Sebab... aksi balas dendam si Gadis Iblis telah dimulai. Sekte Sembilan Kekosongan mendadak jadi kacau balau. Korban pertama adalah Puncak Pedang Ilusi. Ji Yun masih ingat bagaimana Du Huo, murid utama Puncak Pedang Ilusi, dipaksa menelan Pil Perubahan Bentuk dengan wajah nelangsa.

Pil Perubahan Bentuk bukanlah ramuan untuk membantu binatang buas berubah wujud, melainkan pil tingkat rendah yang, jika dimakan manusia, akan mengubahnya menjadi binatang buas selama satu hari. Akibatnya, Du Huo pun berubah jadi seekor sapi, lalu ditarik-tarik ke sana ke mari oleh si Gadis Iblis.

"Untung aku lari cepat!" Ji Yun bersyukur dalam hati. Ia benar-benar tak ingin lagi berurusan dengan gadis itu. Segera, tubuhnya melesat ke kedalaman pegunungan.

Sepanjang jalan, berbagai macam binatang buas membuat Ji Yun terkesima. Namun, binatang-binatang itu hanya meliriknya sekilas, tak ada yang menyerang.

Inilah perjanjian antara Sekte Sembilan Kekosongan dan kaum binatang buas. Para murid sekte boleh keluar-masuk Pegunungan Lianxu sesuka hati tanpa takut diserang binatang buas.

Tentu saja, perjanjian ini hanya berlaku di sebagian wilayah. Ada beberapa kawasan terlarang milik kaum binatang buas di pegunungan ini. Jika ada murid sekte yang nekat masuk, nyawanya akan melayang.

Ji Yun jelas tak sebodoh itu menembus kawasan terlarang. Ia punya dua tujuan keluar kali ini: pertama, untuk berlatih.

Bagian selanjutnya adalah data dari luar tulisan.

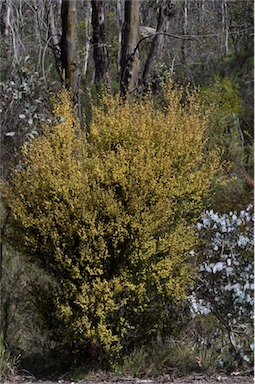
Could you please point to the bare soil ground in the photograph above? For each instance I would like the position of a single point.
(166, 379)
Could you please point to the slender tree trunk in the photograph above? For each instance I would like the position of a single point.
(87, 37)
(120, 17)
(129, 60)
(68, 45)
(184, 29)
(99, 42)
(167, 10)
(226, 26)
(53, 38)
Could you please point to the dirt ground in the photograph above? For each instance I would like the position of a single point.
(166, 379)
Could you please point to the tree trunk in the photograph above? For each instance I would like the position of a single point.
(68, 45)
(99, 42)
(167, 10)
(129, 59)
(53, 39)
(120, 17)
(87, 38)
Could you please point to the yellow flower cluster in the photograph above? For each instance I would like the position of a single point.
(110, 216)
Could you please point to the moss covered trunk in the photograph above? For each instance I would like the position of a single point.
(68, 44)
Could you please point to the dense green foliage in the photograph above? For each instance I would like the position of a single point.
(110, 217)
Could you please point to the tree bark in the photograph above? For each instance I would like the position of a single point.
(68, 45)
(99, 42)
(166, 11)
(129, 59)
(53, 38)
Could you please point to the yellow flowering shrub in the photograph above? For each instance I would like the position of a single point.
(109, 215)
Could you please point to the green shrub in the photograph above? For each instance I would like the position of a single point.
(110, 216)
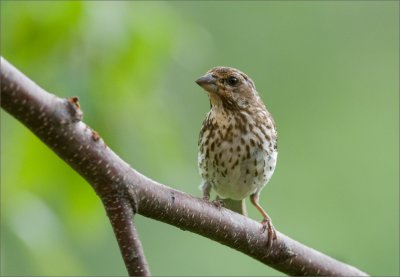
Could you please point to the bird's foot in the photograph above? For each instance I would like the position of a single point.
(267, 226)
(218, 203)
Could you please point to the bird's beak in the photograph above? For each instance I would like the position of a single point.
(208, 82)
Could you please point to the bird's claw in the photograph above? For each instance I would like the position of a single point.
(218, 203)
(267, 226)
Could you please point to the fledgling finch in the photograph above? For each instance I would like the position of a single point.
(237, 143)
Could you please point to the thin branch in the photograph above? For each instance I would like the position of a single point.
(120, 213)
(57, 122)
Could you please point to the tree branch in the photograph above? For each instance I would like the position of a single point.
(57, 122)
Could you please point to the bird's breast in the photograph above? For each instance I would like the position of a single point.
(237, 156)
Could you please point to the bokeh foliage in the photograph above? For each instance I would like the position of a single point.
(328, 72)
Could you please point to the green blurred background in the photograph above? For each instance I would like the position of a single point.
(328, 72)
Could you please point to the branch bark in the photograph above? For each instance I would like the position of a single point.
(124, 191)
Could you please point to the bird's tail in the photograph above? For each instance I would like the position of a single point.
(238, 206)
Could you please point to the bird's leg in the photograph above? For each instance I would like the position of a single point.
(267, 224)
(206, 189)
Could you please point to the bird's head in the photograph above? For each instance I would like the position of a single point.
(229, 88)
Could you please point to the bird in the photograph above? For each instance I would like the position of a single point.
(237, 143)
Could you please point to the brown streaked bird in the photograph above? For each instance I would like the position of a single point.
(237, 143)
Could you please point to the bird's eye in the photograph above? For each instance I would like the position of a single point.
(232, 81)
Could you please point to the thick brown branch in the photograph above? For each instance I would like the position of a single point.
(57, 123)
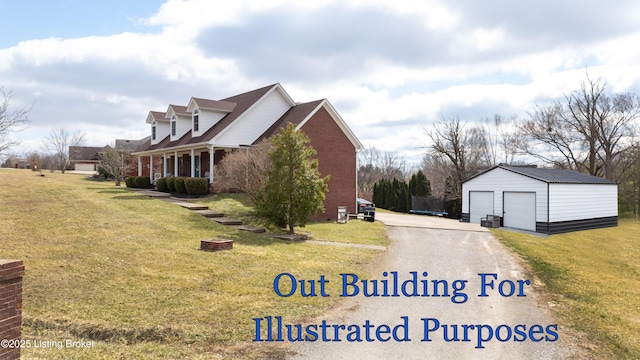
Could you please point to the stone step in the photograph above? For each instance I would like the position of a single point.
(253, 229)
(155, 194)
(192, 206)
(209, 213)
(227, 221)
(216, 245)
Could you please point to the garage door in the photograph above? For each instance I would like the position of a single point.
(85, 167)
(480, 205)
(520, 210)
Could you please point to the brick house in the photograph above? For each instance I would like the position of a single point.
(190, 139)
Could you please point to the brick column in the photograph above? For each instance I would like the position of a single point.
(11, 272)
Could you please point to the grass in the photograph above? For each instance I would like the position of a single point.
(238, 206)
(593, 278)
(110, 265)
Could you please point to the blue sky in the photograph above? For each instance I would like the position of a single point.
(390, 67)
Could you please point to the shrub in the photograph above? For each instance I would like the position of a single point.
(130, 181)
(161, 184)
(196, 186)
(143, 182)
(171, 185)
(179, 184)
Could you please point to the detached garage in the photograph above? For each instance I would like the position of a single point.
(548, 201)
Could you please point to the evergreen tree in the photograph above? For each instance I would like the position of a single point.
(294, 189)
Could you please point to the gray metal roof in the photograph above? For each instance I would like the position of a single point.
(553, 176)
(556, 176)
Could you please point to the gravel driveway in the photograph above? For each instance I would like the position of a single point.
(446, 250)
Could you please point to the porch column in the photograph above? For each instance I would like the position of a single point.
(164, 165)
(193, 164)
(211, 159)
(151, 173)
(175, 163)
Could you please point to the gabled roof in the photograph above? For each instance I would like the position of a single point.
(131, 145)
(86, 153)
(236, 106)
(295, 115)
(551, 176)
(301, 113)
(216, 105)
(177, 110)
(242, 102)
(156, 116)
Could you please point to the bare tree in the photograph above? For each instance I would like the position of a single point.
(35, 161)
(458, 147)
(374, 165)
(588, 132)
(11, 120)
(244, 169)
(58, 142)
(549, 138)
(498, 141)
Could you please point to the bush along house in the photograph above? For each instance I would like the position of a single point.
(190, 139)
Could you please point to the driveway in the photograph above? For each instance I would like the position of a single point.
(446, 250)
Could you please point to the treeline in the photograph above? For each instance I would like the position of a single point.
(397, 195)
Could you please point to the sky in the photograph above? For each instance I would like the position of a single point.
(391, 68)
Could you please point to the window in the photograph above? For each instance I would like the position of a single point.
(196, 124)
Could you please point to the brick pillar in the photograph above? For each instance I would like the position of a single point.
(11, 272)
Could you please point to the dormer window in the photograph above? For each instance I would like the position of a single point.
(196, 124)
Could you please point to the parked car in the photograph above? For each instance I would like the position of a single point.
(365, 205)
(367, 208)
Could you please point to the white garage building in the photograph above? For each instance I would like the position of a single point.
(548, 201)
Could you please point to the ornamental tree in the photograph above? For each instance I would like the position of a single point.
(293, 190)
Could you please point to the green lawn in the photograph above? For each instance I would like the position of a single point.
(107, 264)
(593, 278)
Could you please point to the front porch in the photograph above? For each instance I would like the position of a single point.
(187, 162)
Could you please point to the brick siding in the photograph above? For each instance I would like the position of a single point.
(11, 272)
(337, 158)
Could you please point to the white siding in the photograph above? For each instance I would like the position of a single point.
(206, 119)
(519, 210)
(247, 128)
(481, 204)
(163, 129)
(582, 201)
(500, 180)
(183, 125)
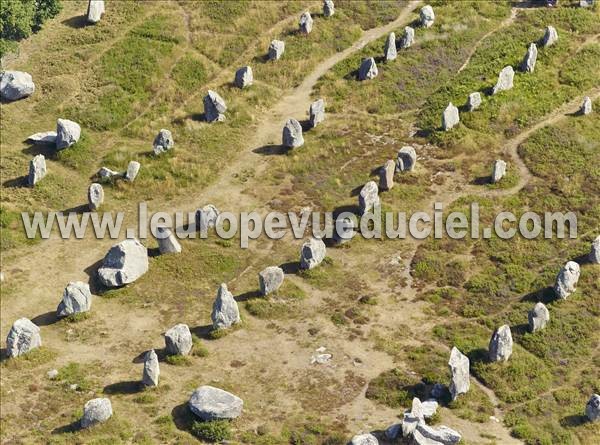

Ini salah satu hak istimewa murid sekte, meski ada aturannya—di pegunungan, boleh menantang binatang buas mana pun, asal tak membunuh, begitu pula sebaliknya.

Kedua, ia ingin menelusuri jejak Ni Qianqiu. Ji Yun selalu penasaran akan status Ni Qianqiu di kalangan binatang buas. Tak ada yang mau memberitahunya, jadi ia hanya bisa mencari tahu sendiri—mungkin ada hasil jika menjelajah Pegunungan Lianxu.

"Hmm? Ada asap?" Ji Yun tertegun saat melihat asap tipis mengepul dari kejauhan, disertai aroma ikan bakar yang menggoda di udara. Ia berkelebat masuk ke rimbun pepohonan, mendapati seorang pria bertubuh kekar tengah duduk bersila, mata terpejam, wajahnya dihiasi jambang lebat, bulu-bulu tumbuh subur di lengan dan dadanya. Di hadapan pria itu, ada api unggun dengan seekor ikan biru sepanjang lima kaki yang dipanggang hingga kekuningan, mengilat oleh lelehan minyak.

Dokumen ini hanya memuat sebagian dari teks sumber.